No Brasil, quem traduz literatura vive então um paradoxo: ser peça-chave da indústria livreira enquanto sofre com a invisibilidade e a desvalorização profissional. Um dos sintomas disso é que pouquíssimas editoras colocam o nome de quem traduziu na capa e com frequência o crédito da tradução não é mencionado na divulgação dos livros.

Diante desse cenário problemático, este manifesto busca apontar caminhos de mudança que contribuam para um mercado editorial mais justo, ético e saudável. 

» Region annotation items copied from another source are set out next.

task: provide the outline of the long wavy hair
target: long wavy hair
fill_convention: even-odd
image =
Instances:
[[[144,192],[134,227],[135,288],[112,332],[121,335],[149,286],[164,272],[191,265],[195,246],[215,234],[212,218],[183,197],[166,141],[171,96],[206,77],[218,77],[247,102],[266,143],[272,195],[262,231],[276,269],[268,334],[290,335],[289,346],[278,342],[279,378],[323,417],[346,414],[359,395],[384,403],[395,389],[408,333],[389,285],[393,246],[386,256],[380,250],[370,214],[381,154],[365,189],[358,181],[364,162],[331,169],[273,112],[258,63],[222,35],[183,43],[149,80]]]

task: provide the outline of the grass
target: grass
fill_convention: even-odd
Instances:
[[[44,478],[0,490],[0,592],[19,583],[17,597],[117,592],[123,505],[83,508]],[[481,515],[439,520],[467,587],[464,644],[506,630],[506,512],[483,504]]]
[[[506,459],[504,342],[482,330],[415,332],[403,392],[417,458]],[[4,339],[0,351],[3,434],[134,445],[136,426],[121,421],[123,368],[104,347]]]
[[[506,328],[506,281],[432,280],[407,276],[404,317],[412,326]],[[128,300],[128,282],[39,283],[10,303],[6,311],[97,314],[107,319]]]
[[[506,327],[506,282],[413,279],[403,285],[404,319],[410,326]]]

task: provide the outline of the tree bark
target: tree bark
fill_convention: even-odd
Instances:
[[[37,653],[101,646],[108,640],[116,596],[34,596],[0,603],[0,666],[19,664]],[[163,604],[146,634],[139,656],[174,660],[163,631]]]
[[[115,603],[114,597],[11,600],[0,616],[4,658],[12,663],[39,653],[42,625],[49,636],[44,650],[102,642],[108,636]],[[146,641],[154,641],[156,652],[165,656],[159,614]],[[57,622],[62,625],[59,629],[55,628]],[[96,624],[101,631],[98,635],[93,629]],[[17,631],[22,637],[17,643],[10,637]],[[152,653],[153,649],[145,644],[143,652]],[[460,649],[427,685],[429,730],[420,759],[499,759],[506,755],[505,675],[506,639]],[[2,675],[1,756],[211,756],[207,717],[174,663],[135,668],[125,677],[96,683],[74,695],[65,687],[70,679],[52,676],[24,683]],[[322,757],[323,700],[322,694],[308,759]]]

Posto isso, nossas reivindicações são:

  • Que a tradução literária seja amplamente reconhecida como um trabalho autoral, conforme a Lei de Direitos Autorais 9.610/98;
  • Que o valor defasado da lauda seja revisto, permitindo que a tradução literária seja uma profissão economicamente viável; 
  • Que o valor da lauda seja corrigido anualmente, de acordo com a inflação;
  • Que todos os contratos de tradução sejam discutidos de modo a satisfazer ambas as partes; 
  • Que seja estipulado um prazo de pagamento na contratação da tradução e que ele seja respeitado;
  • Que sejam pagos royalties a quem traduz, além do valor das laudas traduzidas, no caso de obras de autores em domínio público, livros adquiridos por programas governamentais, vendas especiais e após o livro cobrir seus custos;  
  • Que seja obrigatória a renegociação dos direitos autorais quando a tradução for vendida para outros países de língua portuguesa ou outras editoras brasileiras;
  • Que os direitos de uma tradução sejam revertidos para seu tradutor caso o livro saia de catálogo, a editora feche ou não publique a obra em um período de 10 anos;
  • Que a negociação seja por projeto, e não por lauda, no caso de poesia, obras infantis, juvenis ou com alta complexidade de linguagem;
  • Que seja remunerado o trabalho de curadoria, quando quem traduz pesquisa e apresenta às editoras novas obras;
  • Que quem traduziu receba o texto final após a etapa da preparação, com prazo razoável para revisá-lo;
  • Que o nome de quem traduziu conste na capa e que o crédito da tradução seja mencionado em todos os materiais de divulgação produzidos pelas editoras;
  • Que jornais, revistas e plataformas digitais de difusão literária adotem a cultura de informar em suas publicações quem traduziu o livro citado. 

Convidamos mais pessoas que traduzem literatura a assinarem e divulgarem este manifesto e esperamos que toda a comunidade leitora, jornalistas, formadores de opinião e, especialmente, as casas editoriais participem deste debate a favor da tradução literária. A melhoria nas condições de trabalho se traduzirá, certamente, na melhoria da qualidade dos livros, beneficiando a todos, sobretudo quem lê.